NUCLEAR REACTIONS

Nuclear Fusion:

If light nuclei are forced together, they will fuse with a yield of energy because the mass of the combination will be less than the sum of the masses of the individual nuclei. If the combined nuclear mass is less than that of iron at the peak of the binding energy curve, then the nuclear physics will be more tightly bound than they were in the lighter nuclei, and that decrease in mass comes off in the form of energy according to the einstein relationship. For elements heavier than iron, fission will yield energy.

For potential nuclear energy sources for the Earth, the dueterium-tritium fusion reaction contained by some kind of magnetic-confident seems the most likely path. However, for the fueling of the stars, other fusion reactions will dominate.

NUCLEAR FISSION:

Nuclear fission is a nuclear reaction in which the nucleus of an atom splits into smaller parts (lighter nuclei). The fission process often produces free electrons and photons(in the form of gamma rays), and releases a large amount of energy. In nuclear physics, nuclear fission is either a nuclear reaction or a radioactive decay process. The case of decay process is called spontaneous fission and it is very rare process. In this section, the neutron-induced nuclear fission, the process of the greatest practical importance in reactor physics, will be discussed.

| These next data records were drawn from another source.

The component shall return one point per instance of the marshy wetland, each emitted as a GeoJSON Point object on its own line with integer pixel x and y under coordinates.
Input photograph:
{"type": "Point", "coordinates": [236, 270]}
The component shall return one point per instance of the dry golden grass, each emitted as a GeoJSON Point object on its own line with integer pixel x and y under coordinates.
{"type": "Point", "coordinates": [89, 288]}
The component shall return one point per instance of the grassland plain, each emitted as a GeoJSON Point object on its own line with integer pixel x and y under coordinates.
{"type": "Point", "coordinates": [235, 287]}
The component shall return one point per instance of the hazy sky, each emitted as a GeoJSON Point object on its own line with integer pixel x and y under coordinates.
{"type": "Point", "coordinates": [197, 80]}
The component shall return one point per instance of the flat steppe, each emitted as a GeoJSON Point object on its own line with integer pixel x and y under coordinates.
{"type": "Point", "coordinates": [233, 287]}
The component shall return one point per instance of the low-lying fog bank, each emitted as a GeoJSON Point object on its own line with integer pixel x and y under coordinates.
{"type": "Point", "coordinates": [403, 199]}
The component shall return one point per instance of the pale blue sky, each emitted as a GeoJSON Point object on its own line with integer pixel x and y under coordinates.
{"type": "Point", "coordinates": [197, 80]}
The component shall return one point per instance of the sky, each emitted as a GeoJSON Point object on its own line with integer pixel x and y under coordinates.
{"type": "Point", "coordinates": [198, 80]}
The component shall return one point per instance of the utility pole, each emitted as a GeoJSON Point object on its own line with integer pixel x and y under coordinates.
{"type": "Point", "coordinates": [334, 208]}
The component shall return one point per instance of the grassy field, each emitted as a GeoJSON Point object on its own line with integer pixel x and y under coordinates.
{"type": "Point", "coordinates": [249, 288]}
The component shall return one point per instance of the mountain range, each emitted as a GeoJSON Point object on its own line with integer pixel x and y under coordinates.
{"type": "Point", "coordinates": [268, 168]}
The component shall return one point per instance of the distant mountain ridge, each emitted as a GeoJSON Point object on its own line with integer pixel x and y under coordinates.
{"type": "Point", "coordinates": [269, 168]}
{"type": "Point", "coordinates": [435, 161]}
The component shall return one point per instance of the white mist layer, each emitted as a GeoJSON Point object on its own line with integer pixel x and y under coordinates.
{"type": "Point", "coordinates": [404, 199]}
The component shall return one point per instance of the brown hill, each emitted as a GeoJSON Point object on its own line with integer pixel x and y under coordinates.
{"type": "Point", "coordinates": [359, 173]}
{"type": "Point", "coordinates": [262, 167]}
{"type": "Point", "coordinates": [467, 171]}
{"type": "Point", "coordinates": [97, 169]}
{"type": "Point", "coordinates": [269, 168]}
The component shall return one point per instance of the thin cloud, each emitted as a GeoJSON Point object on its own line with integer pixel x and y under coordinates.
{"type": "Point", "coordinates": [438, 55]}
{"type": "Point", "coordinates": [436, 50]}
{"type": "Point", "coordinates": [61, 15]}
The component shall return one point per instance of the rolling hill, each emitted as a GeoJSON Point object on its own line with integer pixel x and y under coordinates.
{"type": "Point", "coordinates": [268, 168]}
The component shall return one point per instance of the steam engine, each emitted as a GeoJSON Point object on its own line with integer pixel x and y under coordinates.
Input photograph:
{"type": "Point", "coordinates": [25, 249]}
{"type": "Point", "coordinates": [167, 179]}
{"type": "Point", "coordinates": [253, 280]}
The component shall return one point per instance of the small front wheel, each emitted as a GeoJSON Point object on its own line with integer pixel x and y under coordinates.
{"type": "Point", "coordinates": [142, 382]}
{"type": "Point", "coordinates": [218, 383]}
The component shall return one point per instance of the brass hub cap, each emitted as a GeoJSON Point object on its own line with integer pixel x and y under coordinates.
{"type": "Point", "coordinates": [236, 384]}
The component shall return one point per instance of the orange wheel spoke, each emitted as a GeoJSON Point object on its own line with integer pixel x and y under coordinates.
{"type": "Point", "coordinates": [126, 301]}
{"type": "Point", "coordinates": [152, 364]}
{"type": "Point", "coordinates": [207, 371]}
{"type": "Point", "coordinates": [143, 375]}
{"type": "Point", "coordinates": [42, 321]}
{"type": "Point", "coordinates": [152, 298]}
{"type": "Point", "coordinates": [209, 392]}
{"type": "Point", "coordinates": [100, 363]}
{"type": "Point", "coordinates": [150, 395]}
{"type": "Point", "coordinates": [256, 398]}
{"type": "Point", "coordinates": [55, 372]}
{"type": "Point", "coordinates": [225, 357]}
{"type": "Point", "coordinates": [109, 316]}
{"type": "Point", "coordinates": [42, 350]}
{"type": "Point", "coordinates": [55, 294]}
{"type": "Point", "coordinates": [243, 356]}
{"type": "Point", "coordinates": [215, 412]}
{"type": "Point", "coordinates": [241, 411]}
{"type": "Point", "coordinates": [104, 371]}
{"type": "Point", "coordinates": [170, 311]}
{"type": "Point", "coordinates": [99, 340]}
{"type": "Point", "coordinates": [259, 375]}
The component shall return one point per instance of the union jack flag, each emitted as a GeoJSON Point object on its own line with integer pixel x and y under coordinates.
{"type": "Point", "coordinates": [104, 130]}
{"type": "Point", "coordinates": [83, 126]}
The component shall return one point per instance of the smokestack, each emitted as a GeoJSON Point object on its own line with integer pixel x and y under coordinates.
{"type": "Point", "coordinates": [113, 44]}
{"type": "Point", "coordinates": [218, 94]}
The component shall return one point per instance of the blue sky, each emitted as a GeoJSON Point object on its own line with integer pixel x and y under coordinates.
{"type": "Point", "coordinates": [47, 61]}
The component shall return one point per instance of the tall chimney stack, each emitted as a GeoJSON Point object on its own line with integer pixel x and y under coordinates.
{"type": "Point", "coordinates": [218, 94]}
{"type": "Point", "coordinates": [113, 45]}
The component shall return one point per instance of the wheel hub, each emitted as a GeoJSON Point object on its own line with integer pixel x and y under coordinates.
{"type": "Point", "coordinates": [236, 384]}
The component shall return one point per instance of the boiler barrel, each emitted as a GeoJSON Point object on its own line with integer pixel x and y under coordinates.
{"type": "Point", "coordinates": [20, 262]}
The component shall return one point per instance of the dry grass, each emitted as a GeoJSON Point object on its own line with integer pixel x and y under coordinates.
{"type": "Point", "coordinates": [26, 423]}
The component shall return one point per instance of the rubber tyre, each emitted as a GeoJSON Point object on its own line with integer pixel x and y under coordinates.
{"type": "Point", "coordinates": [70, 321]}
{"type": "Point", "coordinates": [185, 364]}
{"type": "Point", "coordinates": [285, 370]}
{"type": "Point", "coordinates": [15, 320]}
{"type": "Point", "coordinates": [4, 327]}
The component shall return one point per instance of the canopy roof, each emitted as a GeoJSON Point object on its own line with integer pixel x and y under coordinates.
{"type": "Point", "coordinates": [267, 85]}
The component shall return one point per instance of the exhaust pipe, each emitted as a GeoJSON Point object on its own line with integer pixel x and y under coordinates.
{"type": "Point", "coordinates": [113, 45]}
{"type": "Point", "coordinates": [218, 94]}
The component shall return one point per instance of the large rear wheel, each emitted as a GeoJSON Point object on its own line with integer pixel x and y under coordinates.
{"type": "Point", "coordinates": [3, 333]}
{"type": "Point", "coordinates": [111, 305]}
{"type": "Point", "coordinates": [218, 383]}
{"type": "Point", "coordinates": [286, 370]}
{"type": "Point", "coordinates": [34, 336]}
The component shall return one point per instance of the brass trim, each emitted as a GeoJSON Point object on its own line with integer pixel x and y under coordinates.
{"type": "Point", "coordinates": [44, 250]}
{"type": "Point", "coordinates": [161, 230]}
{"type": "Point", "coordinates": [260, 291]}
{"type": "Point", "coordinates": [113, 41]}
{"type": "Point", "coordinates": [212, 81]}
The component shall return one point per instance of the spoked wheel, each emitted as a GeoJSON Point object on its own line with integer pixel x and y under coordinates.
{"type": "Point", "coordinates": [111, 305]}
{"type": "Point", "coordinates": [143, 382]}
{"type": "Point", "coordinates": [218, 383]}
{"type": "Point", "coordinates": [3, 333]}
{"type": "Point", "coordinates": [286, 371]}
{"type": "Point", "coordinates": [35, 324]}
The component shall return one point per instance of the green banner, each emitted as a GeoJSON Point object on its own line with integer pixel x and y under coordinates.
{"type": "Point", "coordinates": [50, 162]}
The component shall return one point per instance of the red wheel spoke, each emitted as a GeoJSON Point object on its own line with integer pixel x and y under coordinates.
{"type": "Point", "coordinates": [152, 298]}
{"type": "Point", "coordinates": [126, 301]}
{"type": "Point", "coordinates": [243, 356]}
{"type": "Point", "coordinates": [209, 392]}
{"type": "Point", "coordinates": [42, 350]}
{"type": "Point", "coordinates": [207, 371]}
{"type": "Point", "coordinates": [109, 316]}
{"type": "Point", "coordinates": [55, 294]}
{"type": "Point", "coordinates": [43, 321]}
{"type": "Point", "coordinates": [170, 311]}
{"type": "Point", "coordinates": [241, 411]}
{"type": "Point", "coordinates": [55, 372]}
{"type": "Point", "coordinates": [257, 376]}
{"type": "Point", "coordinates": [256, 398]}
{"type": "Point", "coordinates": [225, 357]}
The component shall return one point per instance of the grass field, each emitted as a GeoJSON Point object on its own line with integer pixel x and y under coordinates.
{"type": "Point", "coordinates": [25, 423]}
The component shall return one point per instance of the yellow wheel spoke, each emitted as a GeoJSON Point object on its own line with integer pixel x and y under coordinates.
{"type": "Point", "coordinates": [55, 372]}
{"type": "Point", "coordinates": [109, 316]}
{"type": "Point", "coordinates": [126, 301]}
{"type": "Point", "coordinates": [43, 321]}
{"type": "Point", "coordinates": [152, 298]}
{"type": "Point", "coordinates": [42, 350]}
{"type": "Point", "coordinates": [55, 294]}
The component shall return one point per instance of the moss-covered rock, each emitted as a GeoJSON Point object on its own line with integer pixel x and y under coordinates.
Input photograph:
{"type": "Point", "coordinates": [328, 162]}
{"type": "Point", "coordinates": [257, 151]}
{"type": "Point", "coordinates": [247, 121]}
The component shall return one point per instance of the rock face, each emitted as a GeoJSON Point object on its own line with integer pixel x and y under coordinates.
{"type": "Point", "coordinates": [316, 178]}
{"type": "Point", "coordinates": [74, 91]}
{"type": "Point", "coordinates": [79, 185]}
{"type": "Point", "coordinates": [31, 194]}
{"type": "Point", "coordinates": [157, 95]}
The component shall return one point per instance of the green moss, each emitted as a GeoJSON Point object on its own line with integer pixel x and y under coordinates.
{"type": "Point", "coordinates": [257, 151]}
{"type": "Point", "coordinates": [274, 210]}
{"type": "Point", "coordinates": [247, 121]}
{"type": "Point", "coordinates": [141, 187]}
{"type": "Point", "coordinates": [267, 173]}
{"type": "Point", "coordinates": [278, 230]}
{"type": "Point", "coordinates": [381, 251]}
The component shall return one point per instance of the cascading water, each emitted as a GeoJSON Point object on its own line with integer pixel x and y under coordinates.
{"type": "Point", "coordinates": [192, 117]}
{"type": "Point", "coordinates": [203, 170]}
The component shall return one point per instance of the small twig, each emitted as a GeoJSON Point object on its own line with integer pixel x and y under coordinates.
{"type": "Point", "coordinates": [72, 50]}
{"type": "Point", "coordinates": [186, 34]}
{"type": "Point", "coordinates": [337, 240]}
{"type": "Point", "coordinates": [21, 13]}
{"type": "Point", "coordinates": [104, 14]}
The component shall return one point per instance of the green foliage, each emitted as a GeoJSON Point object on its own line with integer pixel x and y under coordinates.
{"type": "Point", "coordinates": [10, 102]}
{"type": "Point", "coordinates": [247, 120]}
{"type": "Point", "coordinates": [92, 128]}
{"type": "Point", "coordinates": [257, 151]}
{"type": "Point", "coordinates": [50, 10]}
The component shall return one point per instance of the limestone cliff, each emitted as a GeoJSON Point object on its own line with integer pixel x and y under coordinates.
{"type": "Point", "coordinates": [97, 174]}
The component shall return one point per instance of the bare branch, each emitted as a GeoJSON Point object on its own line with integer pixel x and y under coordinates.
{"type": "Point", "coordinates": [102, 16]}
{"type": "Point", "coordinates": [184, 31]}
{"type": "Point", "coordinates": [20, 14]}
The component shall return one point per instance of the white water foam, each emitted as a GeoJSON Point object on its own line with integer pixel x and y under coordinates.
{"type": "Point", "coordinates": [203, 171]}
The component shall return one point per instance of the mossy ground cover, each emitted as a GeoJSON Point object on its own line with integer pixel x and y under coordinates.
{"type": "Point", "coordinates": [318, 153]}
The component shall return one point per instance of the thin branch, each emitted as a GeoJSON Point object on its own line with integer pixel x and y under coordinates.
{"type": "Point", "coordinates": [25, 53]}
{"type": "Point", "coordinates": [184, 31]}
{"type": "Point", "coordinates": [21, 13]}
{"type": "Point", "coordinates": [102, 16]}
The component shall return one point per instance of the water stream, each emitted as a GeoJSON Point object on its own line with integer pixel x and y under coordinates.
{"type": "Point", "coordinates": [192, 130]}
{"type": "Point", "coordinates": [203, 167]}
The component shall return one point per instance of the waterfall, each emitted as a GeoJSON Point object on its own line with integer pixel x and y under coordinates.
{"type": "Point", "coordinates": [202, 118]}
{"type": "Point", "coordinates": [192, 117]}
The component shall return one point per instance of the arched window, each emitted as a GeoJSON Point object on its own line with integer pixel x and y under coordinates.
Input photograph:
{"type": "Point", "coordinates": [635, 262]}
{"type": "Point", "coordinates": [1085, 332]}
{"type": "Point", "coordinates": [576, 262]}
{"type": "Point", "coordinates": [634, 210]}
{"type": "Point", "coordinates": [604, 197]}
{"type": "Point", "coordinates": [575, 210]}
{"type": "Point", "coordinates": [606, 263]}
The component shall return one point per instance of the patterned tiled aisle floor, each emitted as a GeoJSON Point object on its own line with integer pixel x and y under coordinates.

Principles of Nuclear Fission

In general, the neutron-induced fission reaction is the reaction, in which the incodent neutron enters the heavy target nucleus (fissionable nucleus), forming a compound nucleus that is excited to such a high energy level (Eexcitation > Ecritical) that the nucleus splits into two large fission fragments. A large amount of energy is released in the form of radiation and fragment kinetic energy. Moreover and what is crucial, the fission process may produce 2, 3 or more free neutrons and these neutrons can trigger further fission and a chain reaction can take place. In order to understand the process of fission, we must understand processes, that occur inside the nucleus to be fissioned. At first, the nuclear binding energy must be defined.